The different preparations of BoNT-A, onabotulinumtoxinA (BOTOX®; Allergan; Irvine, Calif), abobotulinumtoxinA (Dysport; Ipsen; Paris, France), incobotulinumtoxinA (Xeomin; Merz Pharmaceuticals, Frankfurt, Germany) and CS-BOT (Chiba Serum Institute; Chiba, Japan), differ in potency.

  • BoNT-A is prepared by laboratory fermentation of C botulinum cultures. Crude botulinum toxin is a protein with a molecular weight of about 190,000 Daltons.

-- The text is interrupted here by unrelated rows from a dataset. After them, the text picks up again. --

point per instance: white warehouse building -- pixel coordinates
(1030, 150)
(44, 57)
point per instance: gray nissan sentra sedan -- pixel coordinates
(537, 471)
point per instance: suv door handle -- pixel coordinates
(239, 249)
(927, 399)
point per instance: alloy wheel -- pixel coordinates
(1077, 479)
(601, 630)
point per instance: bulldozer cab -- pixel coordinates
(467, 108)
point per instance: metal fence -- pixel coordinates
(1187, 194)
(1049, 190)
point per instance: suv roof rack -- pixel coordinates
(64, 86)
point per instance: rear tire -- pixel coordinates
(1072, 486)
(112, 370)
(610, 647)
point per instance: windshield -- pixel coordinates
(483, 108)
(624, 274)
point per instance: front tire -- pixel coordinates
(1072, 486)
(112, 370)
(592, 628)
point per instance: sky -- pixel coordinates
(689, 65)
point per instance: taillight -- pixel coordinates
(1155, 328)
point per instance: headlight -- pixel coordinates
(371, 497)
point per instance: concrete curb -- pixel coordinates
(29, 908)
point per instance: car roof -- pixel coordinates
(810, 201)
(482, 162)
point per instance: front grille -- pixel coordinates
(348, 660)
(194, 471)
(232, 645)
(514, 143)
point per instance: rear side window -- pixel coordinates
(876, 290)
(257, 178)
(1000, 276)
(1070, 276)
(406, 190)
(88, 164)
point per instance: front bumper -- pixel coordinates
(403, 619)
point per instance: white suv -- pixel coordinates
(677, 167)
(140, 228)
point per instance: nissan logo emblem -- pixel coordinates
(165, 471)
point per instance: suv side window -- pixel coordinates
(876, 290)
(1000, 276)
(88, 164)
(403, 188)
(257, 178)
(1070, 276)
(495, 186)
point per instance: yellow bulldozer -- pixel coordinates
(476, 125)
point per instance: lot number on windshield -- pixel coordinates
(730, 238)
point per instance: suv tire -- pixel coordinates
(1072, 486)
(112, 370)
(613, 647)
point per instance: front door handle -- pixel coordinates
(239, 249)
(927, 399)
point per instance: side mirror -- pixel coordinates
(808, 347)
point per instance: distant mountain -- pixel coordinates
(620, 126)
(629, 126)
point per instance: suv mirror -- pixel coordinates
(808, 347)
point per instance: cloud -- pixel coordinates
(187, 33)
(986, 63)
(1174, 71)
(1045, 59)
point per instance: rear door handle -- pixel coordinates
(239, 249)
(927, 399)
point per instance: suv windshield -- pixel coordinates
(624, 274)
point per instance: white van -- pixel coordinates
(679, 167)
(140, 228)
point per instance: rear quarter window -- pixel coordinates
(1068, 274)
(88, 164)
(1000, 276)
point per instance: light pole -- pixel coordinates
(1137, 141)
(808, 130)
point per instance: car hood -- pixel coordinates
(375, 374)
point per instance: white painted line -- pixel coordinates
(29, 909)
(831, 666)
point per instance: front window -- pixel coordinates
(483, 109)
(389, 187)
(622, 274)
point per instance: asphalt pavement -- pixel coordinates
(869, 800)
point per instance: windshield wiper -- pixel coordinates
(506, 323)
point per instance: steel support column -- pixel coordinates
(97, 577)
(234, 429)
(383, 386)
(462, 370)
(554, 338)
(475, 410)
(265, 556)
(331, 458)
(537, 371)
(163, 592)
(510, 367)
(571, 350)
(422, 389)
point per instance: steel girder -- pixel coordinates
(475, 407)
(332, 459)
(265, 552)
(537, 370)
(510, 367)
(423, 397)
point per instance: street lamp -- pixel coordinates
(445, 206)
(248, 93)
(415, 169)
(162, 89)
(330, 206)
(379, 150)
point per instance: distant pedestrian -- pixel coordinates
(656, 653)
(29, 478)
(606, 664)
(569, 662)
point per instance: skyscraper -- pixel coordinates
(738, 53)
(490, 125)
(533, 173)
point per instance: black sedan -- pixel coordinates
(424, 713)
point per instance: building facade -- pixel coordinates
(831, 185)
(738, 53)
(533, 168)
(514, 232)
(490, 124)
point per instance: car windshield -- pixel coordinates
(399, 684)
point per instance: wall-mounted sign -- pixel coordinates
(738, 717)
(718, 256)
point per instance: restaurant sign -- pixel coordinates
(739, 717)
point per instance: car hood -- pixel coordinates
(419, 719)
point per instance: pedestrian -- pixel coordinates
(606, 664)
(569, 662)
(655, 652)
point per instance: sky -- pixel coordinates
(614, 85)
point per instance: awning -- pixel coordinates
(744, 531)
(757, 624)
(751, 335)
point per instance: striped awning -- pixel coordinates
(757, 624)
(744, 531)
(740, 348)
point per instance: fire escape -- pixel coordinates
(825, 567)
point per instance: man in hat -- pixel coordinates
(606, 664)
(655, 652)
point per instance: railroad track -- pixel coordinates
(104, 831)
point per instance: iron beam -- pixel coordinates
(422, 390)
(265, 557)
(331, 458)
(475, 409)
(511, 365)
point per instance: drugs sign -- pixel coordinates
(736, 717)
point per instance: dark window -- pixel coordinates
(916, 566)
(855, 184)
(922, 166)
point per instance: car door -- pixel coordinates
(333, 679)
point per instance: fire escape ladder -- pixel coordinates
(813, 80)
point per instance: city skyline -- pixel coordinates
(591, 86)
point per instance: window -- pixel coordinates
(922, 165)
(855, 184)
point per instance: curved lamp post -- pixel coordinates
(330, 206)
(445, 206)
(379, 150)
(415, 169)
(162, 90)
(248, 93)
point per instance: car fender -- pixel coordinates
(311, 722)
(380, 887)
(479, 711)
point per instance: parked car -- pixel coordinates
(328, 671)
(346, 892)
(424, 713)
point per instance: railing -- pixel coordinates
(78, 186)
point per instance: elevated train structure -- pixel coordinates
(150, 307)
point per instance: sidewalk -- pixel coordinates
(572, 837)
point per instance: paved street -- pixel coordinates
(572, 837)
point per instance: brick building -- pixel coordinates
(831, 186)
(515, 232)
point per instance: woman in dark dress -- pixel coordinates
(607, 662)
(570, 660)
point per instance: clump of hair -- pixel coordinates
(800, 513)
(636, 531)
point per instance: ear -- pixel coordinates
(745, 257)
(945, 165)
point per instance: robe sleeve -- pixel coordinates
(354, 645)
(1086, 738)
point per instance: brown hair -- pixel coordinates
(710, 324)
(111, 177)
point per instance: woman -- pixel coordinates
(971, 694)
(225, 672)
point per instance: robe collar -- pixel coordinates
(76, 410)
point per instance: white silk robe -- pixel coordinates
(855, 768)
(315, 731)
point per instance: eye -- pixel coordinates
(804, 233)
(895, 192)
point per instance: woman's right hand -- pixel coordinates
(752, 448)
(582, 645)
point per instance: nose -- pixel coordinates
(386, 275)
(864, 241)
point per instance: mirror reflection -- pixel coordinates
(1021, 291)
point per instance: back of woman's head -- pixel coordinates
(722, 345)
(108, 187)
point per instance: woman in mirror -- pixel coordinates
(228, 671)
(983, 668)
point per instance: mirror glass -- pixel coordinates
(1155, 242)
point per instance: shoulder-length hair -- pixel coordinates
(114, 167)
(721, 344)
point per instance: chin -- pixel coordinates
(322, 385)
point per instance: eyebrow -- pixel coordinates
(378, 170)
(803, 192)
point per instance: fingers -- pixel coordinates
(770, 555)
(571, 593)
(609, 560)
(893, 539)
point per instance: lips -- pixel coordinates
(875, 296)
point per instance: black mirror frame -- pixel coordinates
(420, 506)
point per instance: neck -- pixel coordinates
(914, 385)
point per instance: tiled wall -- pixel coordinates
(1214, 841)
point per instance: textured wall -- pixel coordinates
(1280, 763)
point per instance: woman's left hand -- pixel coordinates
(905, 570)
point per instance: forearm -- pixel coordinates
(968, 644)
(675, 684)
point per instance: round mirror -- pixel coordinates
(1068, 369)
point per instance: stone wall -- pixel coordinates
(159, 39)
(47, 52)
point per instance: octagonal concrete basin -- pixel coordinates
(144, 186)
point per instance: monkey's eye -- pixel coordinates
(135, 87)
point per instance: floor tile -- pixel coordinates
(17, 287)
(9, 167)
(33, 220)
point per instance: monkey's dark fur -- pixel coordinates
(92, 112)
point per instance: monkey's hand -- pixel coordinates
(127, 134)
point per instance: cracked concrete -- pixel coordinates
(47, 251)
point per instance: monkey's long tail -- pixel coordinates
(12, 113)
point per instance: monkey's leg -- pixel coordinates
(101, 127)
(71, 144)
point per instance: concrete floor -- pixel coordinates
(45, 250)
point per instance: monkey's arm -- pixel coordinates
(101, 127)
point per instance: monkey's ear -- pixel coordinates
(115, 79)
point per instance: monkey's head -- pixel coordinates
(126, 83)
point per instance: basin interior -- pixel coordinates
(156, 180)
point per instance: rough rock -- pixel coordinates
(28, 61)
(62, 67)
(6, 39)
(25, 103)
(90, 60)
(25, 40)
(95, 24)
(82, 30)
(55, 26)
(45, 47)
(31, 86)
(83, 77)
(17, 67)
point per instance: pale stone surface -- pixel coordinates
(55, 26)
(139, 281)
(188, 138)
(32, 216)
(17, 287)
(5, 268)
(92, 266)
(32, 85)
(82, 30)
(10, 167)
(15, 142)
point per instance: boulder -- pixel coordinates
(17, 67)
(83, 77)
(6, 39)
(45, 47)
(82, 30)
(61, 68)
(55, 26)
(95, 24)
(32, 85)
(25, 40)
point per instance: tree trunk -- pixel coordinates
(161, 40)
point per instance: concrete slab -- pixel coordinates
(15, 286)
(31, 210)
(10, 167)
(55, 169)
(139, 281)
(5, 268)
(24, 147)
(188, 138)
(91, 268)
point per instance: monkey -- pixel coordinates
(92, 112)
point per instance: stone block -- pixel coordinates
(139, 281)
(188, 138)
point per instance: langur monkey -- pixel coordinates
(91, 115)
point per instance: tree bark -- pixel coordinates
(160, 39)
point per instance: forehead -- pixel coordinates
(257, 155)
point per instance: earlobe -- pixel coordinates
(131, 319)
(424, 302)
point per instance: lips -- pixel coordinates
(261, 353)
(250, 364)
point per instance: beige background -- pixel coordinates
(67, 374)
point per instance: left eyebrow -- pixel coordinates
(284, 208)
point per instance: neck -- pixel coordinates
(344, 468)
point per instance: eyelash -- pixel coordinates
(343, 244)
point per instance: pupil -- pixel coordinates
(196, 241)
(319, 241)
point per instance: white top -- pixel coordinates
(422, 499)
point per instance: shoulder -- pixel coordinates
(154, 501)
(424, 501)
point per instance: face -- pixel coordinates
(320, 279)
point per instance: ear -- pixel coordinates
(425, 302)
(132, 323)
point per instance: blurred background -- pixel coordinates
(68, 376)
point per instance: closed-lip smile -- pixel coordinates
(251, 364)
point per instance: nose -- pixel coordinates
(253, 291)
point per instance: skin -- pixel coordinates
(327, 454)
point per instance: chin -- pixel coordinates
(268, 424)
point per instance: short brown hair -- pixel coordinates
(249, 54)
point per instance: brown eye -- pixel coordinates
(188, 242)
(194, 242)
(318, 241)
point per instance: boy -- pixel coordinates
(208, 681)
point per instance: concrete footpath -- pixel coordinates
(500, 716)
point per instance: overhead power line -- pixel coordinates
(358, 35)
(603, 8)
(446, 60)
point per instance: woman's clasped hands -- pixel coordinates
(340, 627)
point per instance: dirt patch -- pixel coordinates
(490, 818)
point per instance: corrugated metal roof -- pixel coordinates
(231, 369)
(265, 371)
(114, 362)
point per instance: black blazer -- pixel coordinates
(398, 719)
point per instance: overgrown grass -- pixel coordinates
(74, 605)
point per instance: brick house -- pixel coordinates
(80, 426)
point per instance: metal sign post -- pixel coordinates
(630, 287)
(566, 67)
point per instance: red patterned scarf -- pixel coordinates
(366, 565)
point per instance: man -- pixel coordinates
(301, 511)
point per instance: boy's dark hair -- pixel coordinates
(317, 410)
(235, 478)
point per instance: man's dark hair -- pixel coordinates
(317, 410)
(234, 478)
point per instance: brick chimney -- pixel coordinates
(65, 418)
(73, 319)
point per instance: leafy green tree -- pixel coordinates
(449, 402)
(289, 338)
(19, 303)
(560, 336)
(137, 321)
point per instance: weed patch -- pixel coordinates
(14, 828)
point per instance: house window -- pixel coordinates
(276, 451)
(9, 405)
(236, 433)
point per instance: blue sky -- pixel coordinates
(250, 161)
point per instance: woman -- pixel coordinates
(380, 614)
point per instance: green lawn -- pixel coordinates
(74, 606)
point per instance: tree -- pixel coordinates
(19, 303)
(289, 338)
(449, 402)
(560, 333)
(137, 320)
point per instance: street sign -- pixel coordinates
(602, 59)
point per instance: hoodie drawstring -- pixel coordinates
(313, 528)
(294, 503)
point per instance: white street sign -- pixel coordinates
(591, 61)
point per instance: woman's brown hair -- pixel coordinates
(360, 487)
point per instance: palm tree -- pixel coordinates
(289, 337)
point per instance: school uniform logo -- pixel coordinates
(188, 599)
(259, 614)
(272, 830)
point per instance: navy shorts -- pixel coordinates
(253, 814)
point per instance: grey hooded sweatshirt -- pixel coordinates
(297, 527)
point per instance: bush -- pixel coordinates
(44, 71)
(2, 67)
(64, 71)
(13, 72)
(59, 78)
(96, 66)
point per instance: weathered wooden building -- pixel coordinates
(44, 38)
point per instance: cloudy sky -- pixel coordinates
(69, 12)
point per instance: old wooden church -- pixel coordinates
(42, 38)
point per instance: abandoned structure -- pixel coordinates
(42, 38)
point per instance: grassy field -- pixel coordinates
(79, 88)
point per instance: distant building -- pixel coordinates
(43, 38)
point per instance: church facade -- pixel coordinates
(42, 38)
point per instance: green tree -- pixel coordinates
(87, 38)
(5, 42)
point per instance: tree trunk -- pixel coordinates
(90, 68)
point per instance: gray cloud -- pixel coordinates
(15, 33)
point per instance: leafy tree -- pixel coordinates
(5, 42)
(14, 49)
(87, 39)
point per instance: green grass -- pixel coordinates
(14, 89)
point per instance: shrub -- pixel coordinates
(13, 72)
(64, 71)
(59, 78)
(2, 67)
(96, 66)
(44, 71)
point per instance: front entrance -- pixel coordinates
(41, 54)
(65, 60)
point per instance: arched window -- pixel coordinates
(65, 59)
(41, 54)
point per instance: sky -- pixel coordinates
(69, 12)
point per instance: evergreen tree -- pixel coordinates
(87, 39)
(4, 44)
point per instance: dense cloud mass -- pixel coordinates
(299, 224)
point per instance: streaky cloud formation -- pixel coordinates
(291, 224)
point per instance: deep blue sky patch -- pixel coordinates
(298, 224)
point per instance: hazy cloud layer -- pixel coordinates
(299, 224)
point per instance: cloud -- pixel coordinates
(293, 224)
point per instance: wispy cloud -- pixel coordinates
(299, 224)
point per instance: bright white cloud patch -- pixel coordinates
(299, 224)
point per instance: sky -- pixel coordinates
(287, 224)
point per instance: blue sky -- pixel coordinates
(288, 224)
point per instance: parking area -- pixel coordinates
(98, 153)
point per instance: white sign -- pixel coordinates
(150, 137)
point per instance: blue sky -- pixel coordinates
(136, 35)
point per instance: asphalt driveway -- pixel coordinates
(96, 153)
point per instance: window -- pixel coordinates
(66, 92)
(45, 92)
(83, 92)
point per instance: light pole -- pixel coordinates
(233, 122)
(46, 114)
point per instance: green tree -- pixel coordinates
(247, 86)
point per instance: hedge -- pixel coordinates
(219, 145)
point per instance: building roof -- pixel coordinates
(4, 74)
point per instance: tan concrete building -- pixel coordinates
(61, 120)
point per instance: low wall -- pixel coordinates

After purification, the toxin is diluted with human serum albumin, bottled in vials, lyophilized (freeze-dried), and sealed.
  • Each freeze-dried vial containing 100 units (U) of BoNT-A is reconstituted with preservative-free normal saline (1-5 mL) just before use. The manufacturer recommends that the toxin be used within 4 hours of reconstitution.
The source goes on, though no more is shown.